Por Folha de São Paulo

23/07/2021 18h06 — em
Mundo



GUARULHOS, SP (FOLHAPRESS) - "Agora que a China embarcou em uma nova jornada de construção de um país socialista moderno, o desenvolvimento do Tibete também está em um novo ponto de partida histórico", disse o líder chinês, Xi Jinping, à população da cidade de Lhasa, capital tibetana, nesta sexta-feira (23).

Sem anúncio oficial, Xi desembarcou no Tibete na quarta (21), oficializando a primeira visita de um presidente da República Popular da China à região autônoma, localizada no sudoeste do país, em 31 anos. O também secretário-geral do Partido Comunista havia visitado os tibetanos em julho de 2011, mas ainda como vice do regime.

A data marca 70 anos desde a assinatura do Acordo dos 17 Pontos, documento que endossou a soberania chinesa sob o Tibete após a invasão da região --Pequim a difunde como marco de uma "libertação pacífica", versão rechaçada pelos tibetanos.

Com o regime em busca de aumentar sua autoridade sobre a região, porém, o principal fator para a escolha do calendário está em outro aniversário: o de 100 anos do primeiro congresso do Partido Comunista Chinês, em Xangai.

Xi iniciou sua visita pela cidade de Nyingchi, onde inspecionou obras públicas, sendo uma delas a da primeira ferrovia eletrificada da região, e seguiu de trem para Lhasa. Na capital, uma de suas paradas foi na praça em frente ao Palácio de Potala, residencia tradicional do Dalai Lama, 86, considerado o líder espiritual do budismo tibetano e exilado na Índia desde 1959, quando fugiu da perseguição do regime.

Ao falar com os moradores locais, o líder chinês enfatizou o discurso contra os movimentos separatistas da região, ainda que sem nomeá-los. Pediu o reforço da "unidade nacional" e do "patriotismo" no Tibete.

"[Vamos] escrever um novo capítulo de estabilidade duradoura e desenvolvimento de alta qualidade", disse Xi.

Também instruiu as autoridades locais a trabalhar para que os moradores se identifiquem com "a grande pátria, o povo chinês, o Partido Comunista e o socialismo" e prometeu investimentos em projetos de infraestrutura para impulsionar o crescimento econômico e os empregos na região, de acordo com a agência estatal de notícias Xinhua.

Em meio ao centenário do PC Chinês, a movimentação é mais uma tentativa de colocar panos quentes em conflitos que se estendem por décadas entre Pequim e suas regiões autônomas. No Tibete, de cerca de 3,5 milhões de habitantes, os embates nunca cessaram desde a década de 1960, quando a região, então independente, foi anexada pela China.

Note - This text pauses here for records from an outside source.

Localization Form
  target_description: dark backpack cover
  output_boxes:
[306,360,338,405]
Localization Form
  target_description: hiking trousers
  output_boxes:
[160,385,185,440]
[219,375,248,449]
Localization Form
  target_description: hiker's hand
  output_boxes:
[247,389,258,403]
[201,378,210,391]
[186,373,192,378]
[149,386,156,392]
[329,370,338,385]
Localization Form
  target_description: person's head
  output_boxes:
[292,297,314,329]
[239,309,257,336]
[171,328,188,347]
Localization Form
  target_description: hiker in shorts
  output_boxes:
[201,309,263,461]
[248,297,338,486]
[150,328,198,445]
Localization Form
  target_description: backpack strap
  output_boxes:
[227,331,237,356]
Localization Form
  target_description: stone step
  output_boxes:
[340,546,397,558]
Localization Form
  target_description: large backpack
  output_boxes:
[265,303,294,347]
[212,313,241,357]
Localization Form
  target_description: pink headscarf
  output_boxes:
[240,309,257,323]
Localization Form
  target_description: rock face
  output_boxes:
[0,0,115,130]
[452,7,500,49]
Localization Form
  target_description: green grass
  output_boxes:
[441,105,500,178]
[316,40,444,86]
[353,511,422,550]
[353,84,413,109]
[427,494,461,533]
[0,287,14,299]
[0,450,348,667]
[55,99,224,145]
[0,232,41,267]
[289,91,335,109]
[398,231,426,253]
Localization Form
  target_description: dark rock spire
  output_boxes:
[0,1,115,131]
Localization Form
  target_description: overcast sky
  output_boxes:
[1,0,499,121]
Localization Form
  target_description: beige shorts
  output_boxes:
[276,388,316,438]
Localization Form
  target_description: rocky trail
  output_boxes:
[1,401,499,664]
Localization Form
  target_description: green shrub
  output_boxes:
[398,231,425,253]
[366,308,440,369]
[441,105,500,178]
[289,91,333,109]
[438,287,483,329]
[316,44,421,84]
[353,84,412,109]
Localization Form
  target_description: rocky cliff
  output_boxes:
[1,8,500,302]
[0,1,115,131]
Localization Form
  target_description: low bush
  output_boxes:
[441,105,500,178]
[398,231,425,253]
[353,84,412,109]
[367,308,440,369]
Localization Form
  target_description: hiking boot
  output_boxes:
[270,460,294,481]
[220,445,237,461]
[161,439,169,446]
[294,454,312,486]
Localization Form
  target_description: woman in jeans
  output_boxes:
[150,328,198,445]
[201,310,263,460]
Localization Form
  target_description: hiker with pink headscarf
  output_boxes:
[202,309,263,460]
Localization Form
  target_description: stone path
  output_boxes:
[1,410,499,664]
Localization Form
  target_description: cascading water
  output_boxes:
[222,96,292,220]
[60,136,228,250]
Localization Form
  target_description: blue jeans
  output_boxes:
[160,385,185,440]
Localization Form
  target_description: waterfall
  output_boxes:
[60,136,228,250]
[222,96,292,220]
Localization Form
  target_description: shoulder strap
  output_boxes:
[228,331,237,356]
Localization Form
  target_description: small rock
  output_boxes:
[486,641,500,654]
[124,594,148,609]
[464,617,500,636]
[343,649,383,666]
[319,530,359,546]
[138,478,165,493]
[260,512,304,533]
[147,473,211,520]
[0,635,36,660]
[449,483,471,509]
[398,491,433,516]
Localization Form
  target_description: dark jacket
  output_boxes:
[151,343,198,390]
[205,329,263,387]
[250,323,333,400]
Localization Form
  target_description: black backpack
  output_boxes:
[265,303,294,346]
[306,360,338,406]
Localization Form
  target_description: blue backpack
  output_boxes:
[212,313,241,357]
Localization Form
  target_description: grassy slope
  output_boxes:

O regime tem investido no turismo doméstico da região, incrustrada no coração do Himalaia, e aumentou o cerco desde março de 2008, quando monges budistas organizaram protestos contra a dominação chinesa. A onda de manifestações, com incêndios, tiroteios e ampla repressão, deixou 19 mortos, segundo Pequim. Já de acordo com governo tibetano no exílio, foram ao menos 140 mortos.

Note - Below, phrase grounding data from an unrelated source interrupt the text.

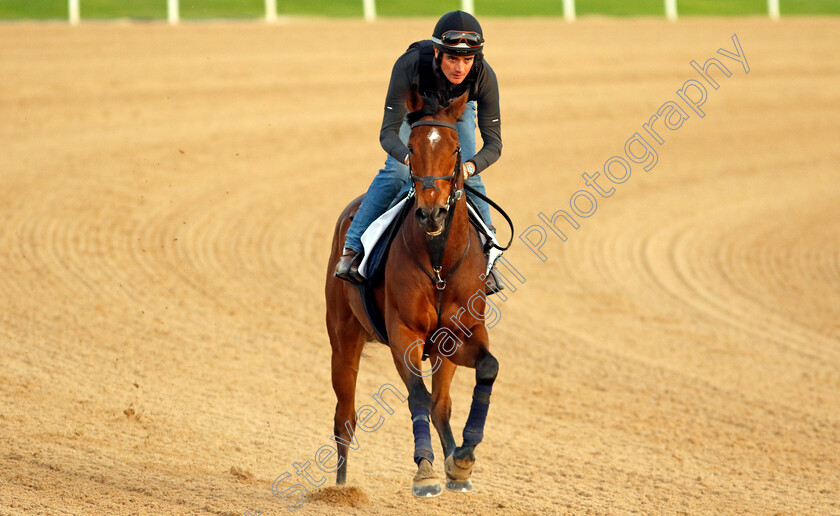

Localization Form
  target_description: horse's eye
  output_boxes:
[407,145,414,154]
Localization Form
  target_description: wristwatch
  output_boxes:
[465,161,476,177]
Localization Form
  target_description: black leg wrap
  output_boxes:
[412,407,435,465]
[462,384,492,447]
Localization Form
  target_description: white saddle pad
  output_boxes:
[358,197,410,279]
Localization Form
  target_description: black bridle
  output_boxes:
[403,119,471,330]
[407,120,463,205]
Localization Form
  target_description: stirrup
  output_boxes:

A Campanha Internacional pelo Tibete, baseada em Washington (EUA), caracterizou a visita do líder chinês como uma mostra de que o regime comunista sabe de sua falta de capilaridade na região.

Em nota, na qual descreve o Acordo dos 17 Pontos como "a falsamente alegada libertação pacífica", disse: "a maneira como a visita foi organizada e a completa ausência de qualquer cobertura imediata da mídia estatal sobre a visita indicam que o Tibete continua a ser uma questão delicada e que as autoridades chinesas não confiam em sua legitimidade perante o povo tibetano".

Em relatórios periódicos, a campanha tem denunciado a vigilância de Pequim sob a região autônoma. Documento de março alega que câmeras de segurança estão sendo maciçamente implantadas para vigiar os mosteiros dentro e fora das propriedades, com o objetivo de "manter um registro cumulativo e esmagar proativamente qualquer indício de dissidência".

A organização, além de observadores internacionais, denuncia também tentativas do regime chinês de apagar a cultura tibetana, em especial a língua. "A comunidade monástica é impedida de formar e expressar seus pensamentos sobre a história e a cultura do Tibete, e em vez disso é obrigada a seguir a versão oficial do partido sobre a história, a cultura e a religião chinesas", diz um dos relatórios.

Em janeiro deste ano, um empresário da região, Tashi Wangchuk, 35, foi libertado após passar cinco anos preso por "incitar o separatismo" ao fazer campanhas pelo ensino da língua tibetana durante entrevistas a diferentes jornais, entre eles o americano New York Times.

De acordo com levantamento da Fundação Dui Hua, grupo com sede nos EUA que monitora direitos humanos na China, entre 1998 e 2016 os tribunais chineses julgaram cerca de 12 mil pessoas sob acusação de separatismo ou incitação ao separatismo. Apenas 15 foram absolvidas.

O Tibete não é a única região que ameaça a tentativa de unidade pregada pelo PC Chinês. Além de Hong Kong, onde há um movimento pró-democracia pulsante, outro ponto crítico é Xinjiang, região autônoma que faz fronteira com o Paquistão e o Afeganistão e onde vivem os uigures, minoria majoritariamente muçulmana.

Alvos de uma campanha abrangente para transformá-los em seguidores obedientes do Partido Comunista, milhares já foram enviados pelo regime chinês para campos de doutrinação. As cidades e províncias da região são cercadas por grandes postos de controle da polícia, que monitoram quem entra e sai.